O alerta sobre a possível interrupção no fornecimento de semicondutores partiu da Anfavea, associação que representa as montadoras instaladas no Brasil. A preocupação surgiu em decorrência de uma disputa internacional entre a China e a Holanda, envolvendo a Nexperia, uma empresa subsidiária da Wingtech e um dos maiores fornecedores globais desses componentes.
A crise se intensificou quando o governo holandês interveio na Nexperia, afastando executivos chineses da gestão da empresa sob alegações de segurança econômica. A decisão provocou uma reação imediata por parte de Pequim, que suspendeu temporariamente as exportações de semicondutores, impactando diretamente a capacidade produtiva da Nexperia e gerando apreensão no mercado automotivo global.

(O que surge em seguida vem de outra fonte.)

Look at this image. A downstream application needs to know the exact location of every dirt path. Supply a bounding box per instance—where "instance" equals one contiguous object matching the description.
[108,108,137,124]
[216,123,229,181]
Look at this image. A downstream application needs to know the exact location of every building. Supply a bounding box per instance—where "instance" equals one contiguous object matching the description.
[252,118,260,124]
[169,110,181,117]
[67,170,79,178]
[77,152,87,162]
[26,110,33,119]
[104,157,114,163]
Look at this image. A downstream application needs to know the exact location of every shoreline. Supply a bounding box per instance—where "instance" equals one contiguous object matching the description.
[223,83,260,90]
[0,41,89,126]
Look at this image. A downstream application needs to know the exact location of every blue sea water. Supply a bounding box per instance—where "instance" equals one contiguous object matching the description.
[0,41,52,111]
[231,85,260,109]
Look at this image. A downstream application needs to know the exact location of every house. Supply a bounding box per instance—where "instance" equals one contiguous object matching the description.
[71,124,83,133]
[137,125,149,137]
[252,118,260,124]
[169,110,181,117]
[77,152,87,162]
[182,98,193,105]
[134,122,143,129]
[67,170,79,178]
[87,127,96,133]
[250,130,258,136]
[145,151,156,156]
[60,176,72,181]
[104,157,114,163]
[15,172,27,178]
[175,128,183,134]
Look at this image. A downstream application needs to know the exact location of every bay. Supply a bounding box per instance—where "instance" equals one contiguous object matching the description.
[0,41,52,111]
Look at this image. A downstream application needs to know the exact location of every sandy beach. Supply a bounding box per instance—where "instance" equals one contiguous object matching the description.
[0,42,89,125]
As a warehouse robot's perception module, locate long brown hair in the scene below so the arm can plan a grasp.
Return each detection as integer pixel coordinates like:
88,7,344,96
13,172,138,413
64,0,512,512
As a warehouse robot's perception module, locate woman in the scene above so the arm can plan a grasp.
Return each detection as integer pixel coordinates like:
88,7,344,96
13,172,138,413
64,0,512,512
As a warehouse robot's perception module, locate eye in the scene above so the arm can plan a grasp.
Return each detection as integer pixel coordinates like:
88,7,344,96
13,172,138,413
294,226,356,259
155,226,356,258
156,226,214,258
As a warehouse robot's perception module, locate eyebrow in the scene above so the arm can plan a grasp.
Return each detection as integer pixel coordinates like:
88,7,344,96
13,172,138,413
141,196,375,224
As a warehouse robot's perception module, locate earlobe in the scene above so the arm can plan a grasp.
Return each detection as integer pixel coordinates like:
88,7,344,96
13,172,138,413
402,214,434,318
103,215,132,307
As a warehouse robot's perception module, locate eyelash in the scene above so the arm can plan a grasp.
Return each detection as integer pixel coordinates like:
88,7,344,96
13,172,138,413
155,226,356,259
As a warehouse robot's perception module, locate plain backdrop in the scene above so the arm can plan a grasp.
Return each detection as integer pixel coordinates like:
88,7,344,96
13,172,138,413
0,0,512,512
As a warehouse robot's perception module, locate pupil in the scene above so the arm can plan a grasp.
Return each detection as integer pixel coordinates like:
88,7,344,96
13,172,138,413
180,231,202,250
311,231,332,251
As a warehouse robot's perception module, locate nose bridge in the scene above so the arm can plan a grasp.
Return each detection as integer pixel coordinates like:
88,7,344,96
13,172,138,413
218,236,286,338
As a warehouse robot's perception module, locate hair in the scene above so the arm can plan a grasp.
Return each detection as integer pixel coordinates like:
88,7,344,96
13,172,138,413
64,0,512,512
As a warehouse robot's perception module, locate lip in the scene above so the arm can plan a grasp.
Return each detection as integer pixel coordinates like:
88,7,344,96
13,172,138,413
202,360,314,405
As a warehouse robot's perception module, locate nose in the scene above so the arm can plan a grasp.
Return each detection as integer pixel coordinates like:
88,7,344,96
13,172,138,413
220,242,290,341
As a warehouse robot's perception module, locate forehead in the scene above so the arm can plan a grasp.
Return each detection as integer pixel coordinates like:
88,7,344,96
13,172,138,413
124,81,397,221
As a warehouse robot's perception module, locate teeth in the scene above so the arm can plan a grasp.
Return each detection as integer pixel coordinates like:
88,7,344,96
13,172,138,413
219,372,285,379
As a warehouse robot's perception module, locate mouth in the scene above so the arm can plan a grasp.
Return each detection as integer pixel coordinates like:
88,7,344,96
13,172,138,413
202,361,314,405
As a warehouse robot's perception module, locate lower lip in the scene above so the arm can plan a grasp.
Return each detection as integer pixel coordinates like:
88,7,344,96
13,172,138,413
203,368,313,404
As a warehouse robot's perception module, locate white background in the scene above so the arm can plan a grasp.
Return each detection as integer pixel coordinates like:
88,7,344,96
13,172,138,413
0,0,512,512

A Nexperia é a principal fornecedora de chips utilizados em carros flex no Brasil, o que elevou o grau de urgência da situação. Diante do risco iminente de desabastecimento, o vice-presidente e ministro da Indústria, Geraldo Alckmin, articulou um encontro com o embaixador chinês, Zhu Qingqiao, solicitando prioridade nas exportações para o Brasil.
O pedido foi prontamente atendido. O governo chinês se comprometeu a manter o fornecimento de semicondutores, assegurando que as montadoras brasileiras possam continuar operando sem interrupções. A Anfavea saudou a decisão, reconhecendo a agilidade do governo em evitar um cenário semelhante ao de 2021, quando a falta de chips forçou fábricas a suspender turnos e adiar lançamentos.
A crise evidenciou a complexa dinâmica do mercado global de semicondutores e a vulnerabilidade da indústria automotiva brasileira em relação a eventos geopolíticos. A intervenção do governo holandês na Nexperia, justificada por razões de segurança econômica, desencadeou uma série de eventos que culminaram na suspensão temporária das exportações chinesas e na preocupação generalizada entre as montadoras.
O acordo com a China representa um alívio temporário, mas não resolve o problema de longo prazo. Montadoras como Volkswagen e Stellantis confirmaram a continuidade da produção, mas mantêm um olhar atento sobre o desenrolar do conflito entre China e Holanda. A indústria automotiva brasileira, que emprega um número significativo de pessoas, volta a operar em ritmo normal, mas em estado de alerta constante. Especialistas enfatizam a necessidade de o país buscar soluções de longo prazo para garantir a segurança do fornecimento de componentes essenciais para a produção de veículos.